With regard to the relation between this classification of philosophical theories and that of the last chapter, I may just observe that, while a monist is not necessarily an idealist, a consistent pluralist or monadist ought logically to be a realist. For the mutual independence of the various real things cannot exist without involving in itself their independence of experience. If A and B are two completely independent things, then the existence and character of A must be independent of presence to the experience of B, and similarly A must be equally independent of presence to the experience of C, or of anything in the world but itself. And we have already seen that there is always more in the nature of any finite percipient than can be present to his own experience. Thus ultimately the existence and qualities of A must be independent of all experience, including A’s own.[[54]] For this reason I cannot but think that the various attempts to combine Pluralism with Idealism by maintaining that the universe consists of a number of independent “souls” or “persons,” rest on confusion of thought. These doctrines appear to be essentially realist in their spirit.

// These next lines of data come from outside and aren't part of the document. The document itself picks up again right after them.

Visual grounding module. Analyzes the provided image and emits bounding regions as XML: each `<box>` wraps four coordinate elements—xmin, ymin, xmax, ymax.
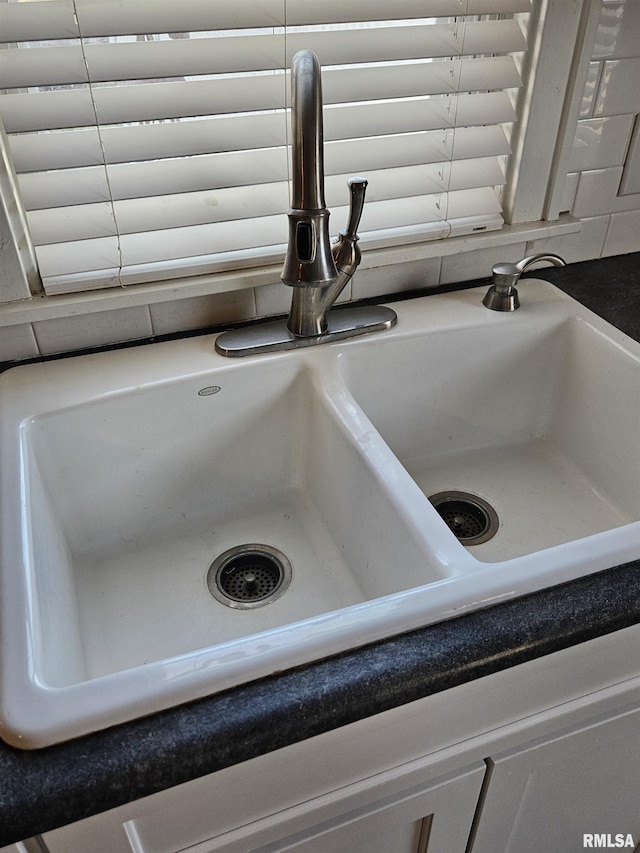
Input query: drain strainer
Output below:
<box><xmin>207</xmin><ymin>544</ymin><xmax>293</xmax><ymax>610</ymax></box>
<box><xmin>429</xmin><ymin>492</ymin><xmax>499</xmax><ymax>545</ymax></box>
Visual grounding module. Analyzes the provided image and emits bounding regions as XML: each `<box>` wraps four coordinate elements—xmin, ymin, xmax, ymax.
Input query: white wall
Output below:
<box><xmin>535</xmin><ymin>0</ymin><xmax>640</xmax><ymax>262</ymax></box>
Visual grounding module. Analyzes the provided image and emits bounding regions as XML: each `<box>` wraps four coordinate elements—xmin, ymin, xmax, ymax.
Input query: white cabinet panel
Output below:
<box><xmin>175</xmin><ymin>762</ymin><xmax>486</xmax><ymax>853</ymax></box>
<box><xmin>472</xmin><ymin>707</ymin><xmax>640</xmax><ymax>853</ymax></box>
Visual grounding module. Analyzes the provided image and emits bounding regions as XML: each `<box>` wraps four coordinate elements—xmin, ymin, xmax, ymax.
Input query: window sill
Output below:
<box><xmin>0</xmin><ymin>216</ymin><xmax>581</xmax><ymax>326</ymax></box>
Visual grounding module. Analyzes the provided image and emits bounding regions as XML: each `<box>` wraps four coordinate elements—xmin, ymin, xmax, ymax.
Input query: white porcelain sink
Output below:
<box><xmin>0</xmin><ymin>282</ymin><xmax>640</xmax><ymax>748</ymax></box>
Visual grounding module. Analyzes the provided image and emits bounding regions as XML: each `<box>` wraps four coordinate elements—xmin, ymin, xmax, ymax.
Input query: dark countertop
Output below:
<box><xmin>0</xmin><ymin>253</ymin><xmax>640</xmax><ymax>846</ymax></box>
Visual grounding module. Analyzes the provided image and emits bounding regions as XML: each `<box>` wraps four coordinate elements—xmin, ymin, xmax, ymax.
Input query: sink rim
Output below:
<box><xmin>0</xmin><ymin>280</ymin><xmax>640</xmax><ymax>749</ymax></box>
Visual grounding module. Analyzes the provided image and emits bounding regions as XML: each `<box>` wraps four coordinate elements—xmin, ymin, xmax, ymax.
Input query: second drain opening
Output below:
<box><xmin>429</xmin><ymin>491</ymin><xmax>499</xmax><ymax>545</ymax></box>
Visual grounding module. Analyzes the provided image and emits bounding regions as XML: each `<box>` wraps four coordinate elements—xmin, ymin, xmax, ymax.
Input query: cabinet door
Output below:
<box><xmin>471</xmin><ymin>707</ymin><xmax>640</xmax><ymax>853</ymax></box>
<box><xmin>180</xmin><ymin>764</ymin><xmax>485</xmax><ymax>853</ymax></box>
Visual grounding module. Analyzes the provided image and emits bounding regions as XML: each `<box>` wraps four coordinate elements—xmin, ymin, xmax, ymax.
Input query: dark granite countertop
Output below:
<box><xmin>0</xmin><ymin>254</ymin><xmax>640</xmax><ymax>846</ymax></box>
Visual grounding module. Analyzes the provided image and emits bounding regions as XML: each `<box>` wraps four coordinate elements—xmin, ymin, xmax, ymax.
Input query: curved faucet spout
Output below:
<box><xmin>282</xmin><ymin>50</ymin><xmax>367</xmax><ymax>337</ymax></box>
<box><xmin>291</xmin><ymin>50</ymin><xmax>325</xmax><ymax>211</ymax></box>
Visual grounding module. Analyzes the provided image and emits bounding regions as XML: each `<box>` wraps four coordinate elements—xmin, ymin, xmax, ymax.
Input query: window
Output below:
<box><xmin>0</xmin><ymin>0</ymin><xmax>531</xmax><ymax>294</ymax></box>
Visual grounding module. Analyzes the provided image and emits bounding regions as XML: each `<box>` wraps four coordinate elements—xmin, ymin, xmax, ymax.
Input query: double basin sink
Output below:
<box><xmin>0</xmin><ymin>281</ymin><xmax>640</xmax><ymax>749</ymax></box>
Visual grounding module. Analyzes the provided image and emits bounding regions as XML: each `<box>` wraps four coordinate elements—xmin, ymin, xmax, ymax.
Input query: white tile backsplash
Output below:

§ 2. We may conveniently attempt to construct our own theory of the One and the Many by first excluding views which appear mistaken in principle, and thus gradually narrowing the issues. Among these mistaken views I am forced to reckon all forms of consistent and thorough-going Pluralism. Pluralism, so far at least as I am able to see, begins by misapprehending the facts upon which it professes to base itself, and ends by giving an interpretation of them which is essentially irrational. The fundamental fact from which Pluralism starts as an ultimate datum of all experiences is the familiar one that there are other men in the world besides myself. My world is not simply a theatre for the execution of my own aims and the satisfaction of my own wants. There are interests in it which are not mine, and to which I must adapt myself if I mean to achieve my own purposes. The world thus contains minds other than my own, and what makes them other is that the interests and purposes by which their lives are determined are, like my own, unique and incommunicable. Now, Pluralism bids us take the facts, as thus stated, as the model for our conception of the universe. The pattern upon which the pluralist views of Reality are constructed is that of a community consisting of a great number of selves or persons, each with its own unique interests, and each therefore at once internally simple and indivisible and exclusive of all the rest. In whatever special form the pluralist thinks of his ultimate realities, whether as physically indivisible particles, as mathematical points, or as sentient beings, it is always from the facts of human social life conceived in this ultra-individualist way that he in the last resort derives his concept of their simplicity and mutual repulsion.